According to accounts shared with ICC officials, he is alleged to have told her: “You should help us and let us take care of you. You don’t want to be getting into things that could compromise your security or that of your family.”

It adds that this surveillance has been ongoing in the past several months.

International Criminal Court Prosecutor Karim Khan in a file photo. Image Credit: AFP

‘Tremendous pressure by US’ on Khan

An intercepted message revealed Khan had previously wanted to issue arrest warrants against Israeli officials but was faced with “tremendous pressure” by the US, a source familiar with the message’s content said.

One intelligence source said that Netanyahu has taken a close interest in the covert campaign against the ICC, describing him as “obsessed.”

Five sources familiar with Israeli intelligence activity said phone calls made by Bensouda with Palestinians in the occupied West Bank and Gaza Strip were routinely monitored.

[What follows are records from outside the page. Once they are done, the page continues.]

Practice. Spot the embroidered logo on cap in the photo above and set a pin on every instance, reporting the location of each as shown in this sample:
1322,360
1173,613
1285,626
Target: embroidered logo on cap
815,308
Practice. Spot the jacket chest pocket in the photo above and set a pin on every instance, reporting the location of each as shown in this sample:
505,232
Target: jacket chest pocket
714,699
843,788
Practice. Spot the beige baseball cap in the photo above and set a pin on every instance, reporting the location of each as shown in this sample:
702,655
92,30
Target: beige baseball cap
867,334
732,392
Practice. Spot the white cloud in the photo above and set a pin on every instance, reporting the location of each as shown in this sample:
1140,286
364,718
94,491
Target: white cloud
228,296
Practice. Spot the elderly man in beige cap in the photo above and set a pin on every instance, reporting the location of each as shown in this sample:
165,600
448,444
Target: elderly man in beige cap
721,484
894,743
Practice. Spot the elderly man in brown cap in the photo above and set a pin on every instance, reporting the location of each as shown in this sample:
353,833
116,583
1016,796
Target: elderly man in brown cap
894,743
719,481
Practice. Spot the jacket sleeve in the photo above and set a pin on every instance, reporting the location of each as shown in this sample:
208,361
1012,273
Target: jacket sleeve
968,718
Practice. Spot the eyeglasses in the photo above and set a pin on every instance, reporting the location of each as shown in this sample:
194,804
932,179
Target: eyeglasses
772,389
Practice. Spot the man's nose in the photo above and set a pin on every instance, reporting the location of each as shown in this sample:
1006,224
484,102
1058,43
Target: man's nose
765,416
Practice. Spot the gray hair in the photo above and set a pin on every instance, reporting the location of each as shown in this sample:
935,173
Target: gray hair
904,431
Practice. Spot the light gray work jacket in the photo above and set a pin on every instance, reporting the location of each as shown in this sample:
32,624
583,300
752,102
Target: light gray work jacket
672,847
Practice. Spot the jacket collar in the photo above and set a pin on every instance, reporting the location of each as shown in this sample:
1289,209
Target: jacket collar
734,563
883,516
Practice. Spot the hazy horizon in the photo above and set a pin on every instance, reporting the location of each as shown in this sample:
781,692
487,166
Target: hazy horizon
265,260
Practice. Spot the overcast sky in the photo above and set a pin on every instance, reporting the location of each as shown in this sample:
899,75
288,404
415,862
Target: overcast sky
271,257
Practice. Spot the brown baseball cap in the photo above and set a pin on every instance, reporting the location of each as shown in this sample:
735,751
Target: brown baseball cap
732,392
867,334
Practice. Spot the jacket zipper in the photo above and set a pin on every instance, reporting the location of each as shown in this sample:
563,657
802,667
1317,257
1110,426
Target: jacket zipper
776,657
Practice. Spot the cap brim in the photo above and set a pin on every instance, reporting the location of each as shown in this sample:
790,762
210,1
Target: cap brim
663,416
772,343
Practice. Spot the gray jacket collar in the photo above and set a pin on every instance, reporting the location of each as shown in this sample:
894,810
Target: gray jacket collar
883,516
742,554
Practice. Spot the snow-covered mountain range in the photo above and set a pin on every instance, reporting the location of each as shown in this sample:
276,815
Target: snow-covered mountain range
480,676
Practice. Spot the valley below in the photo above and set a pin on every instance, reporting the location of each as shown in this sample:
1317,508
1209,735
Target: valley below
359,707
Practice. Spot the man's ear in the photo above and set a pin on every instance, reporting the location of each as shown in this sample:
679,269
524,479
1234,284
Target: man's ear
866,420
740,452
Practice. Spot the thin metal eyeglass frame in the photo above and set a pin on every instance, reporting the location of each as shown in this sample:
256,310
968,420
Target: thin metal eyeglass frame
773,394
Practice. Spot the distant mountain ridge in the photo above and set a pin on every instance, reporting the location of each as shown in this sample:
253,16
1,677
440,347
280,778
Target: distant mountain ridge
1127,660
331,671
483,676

Bensouda had been looking into Israeli crimes against humanity in the occupied West Bank.

“If Fatou Bensouda spoke to any person in the West Bank or Gaza, then that phone call would enter [intercept] systems,” the source said, adding that intelligence operatives were able to extract information from the prosecutor without targeting her mobile device with spyware.

The Guardian revealed on Tuesday that Bensouda was also subject to a years-long Israeli intimidation campaign, during which she was threatened by Cohen.

60 people under surveillance

“A large whiteboard in an Israeli intelligence department contained the names of about 60 people under surveillance – half of them Palestinians and half from other countries, including UN officials and ICC personnel,” the joint investigation adds, citing another Israeli source.

Israeli operatives also hacked into the emails of the Palestinian rights group Al-Haq, which was communicating with the office of the former ICC prosecutor and has itself been subject to a years-long campaign of violence, repression, and censorship by Israel.

An ICC spokesman told the Guardian that it was aware of “proactive intelligence-gathering activities being undertaken by a number of national agencies hostile towards the court” but that “none of the recent attacks against it by national intelligence agencies” had managed to infiltrate the court’s evidence holdings.

The Israeli prime minister’s office denied the campaign and said the allegations were designed to “hurt the state of Israel.”